The Case of the Dangerous Seeds

Dangerous seeds mysteriously arrive. Photo by Lise Jenkins.


By Kit Flynn and Lise Jenkins

A package unexpectedly arrived from my father. It seems he may have had plans to kill off his only daughter.

My dad sent me a handful of beige seed pods, dried leaves and a note requesting my help identifying his sample. My mom’s handwriting, added along the bottom of his note, said, “don’t eat these.” 

I’m left wondering, does she know something I don’t?

After some searching and an e-mail to a friend, I identified his sample as Dermatophyllum secundiflorum or by its common name, the Texas Mountain Laurel, a pretty but deadly plant.

Unable to escape predators, plants often use sophisticated skills to defend themselves. A member of the Fabaceae, or pea, family, the Texas Mountain Laurel employs fiendish chemistry to protect itself.

This particular plant contains an alkaloid compound called cytisine, a chemical that is similar to nicotine. Packing quite a punch, a single seed can contain enough cytisine to kill an adult.

Defensive strategies are costly for plants to produce. The energy going into chemical production is diverted from leaf and root growth. In the case of the Texas Mountain Laurel, animals carry away its seeds to eat their fleshy outer coating while the toxic seed passes harmlessly through their digestive tract.

The dispersal partners get a tasty snack while the Texas Mountain Laurel sends its children out into the wider world. It’s a pretty nifty arrangement and lots of plants employ similar solutions, but why?

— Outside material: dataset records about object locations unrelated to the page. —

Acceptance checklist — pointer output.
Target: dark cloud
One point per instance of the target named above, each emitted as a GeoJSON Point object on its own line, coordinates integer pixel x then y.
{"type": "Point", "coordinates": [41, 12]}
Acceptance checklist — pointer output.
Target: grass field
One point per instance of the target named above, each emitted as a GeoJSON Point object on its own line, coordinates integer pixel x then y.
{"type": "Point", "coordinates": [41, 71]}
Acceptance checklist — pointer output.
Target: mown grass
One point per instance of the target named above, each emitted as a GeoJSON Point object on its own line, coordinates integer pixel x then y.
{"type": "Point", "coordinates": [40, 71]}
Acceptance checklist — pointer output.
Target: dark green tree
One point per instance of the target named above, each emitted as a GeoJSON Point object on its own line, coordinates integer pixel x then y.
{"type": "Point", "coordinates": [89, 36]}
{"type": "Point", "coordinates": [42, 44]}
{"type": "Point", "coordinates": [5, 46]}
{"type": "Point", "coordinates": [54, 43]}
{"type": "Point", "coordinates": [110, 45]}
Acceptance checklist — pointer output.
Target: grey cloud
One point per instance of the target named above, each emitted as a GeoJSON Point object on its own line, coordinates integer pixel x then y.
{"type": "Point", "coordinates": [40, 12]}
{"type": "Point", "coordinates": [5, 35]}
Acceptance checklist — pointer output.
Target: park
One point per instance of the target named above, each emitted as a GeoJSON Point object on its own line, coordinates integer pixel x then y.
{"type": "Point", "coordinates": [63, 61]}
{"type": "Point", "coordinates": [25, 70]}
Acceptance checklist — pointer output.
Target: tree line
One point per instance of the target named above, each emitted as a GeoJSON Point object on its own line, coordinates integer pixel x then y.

To find the answer we need to take a step back in time, to about 140 million years ago when our world was wet and hot. It’s a complicated story, so let’s walk a narrow path and look at just the relationship between plants and insects.

The first plants were algae-like, soft structures that floated on the surface of the water. They reproduced by exchanging their genetic material through the water.

As our planet cooled and dried out, plants began to rise out of the water and needed other ways to reproduce. Enter flowering plants, or angiosperms — plants with external reproductive structures necessary to exchange their genetic material. The age of flower power had dawned.

During this period insects also underwent dramatic changes, most notably expanding their ability to travel upwards, presumably to reach their food source.

Scientists describe changes occurring in two organisms as co-evolution. Evolution is driven by slight differences one individual possesses which help them survive and reproduce. Their traits are passed along to their children; the more successful that trait is, the more likely it will spread.

Co-evolution is when two organisms evolve beneficial, or dependent, traits in parallel. Some animals also evolved complex relationships with both plants and insects, but let’s stay with the insect example.

The fossil record seems to suggest that plants would develop a trait — say, a slight change in chemistry, to deter insects from eating them. The insects who could adapt to this change had food to eat, generations of adaptation continued until an exclusive relationship developed between the plant and its insect partner.

Specialist insects provide a myriad of benefits to their plant partners: pollination, defending it from other attacking insects and seed dispersal.

Co-evolution is fairly common. Most of the insects who feed on plants are specialists — that is, they feed, or complete their lifecycle, on one species or genus of plants. It’s hard for them to change partners, so when a plant disappears the insect often does, too. Sometimes when insects disappear their animal partners disappear too and an entire food web can collapse.

Back to the package that started this story. My dad claims he didn’t know the seeds he sent were toxic — and I believe him. What I can’t figure out is why my mom warned me against eating them. She claims a mother “just knows these things.” I guess that’s evolution in action, too.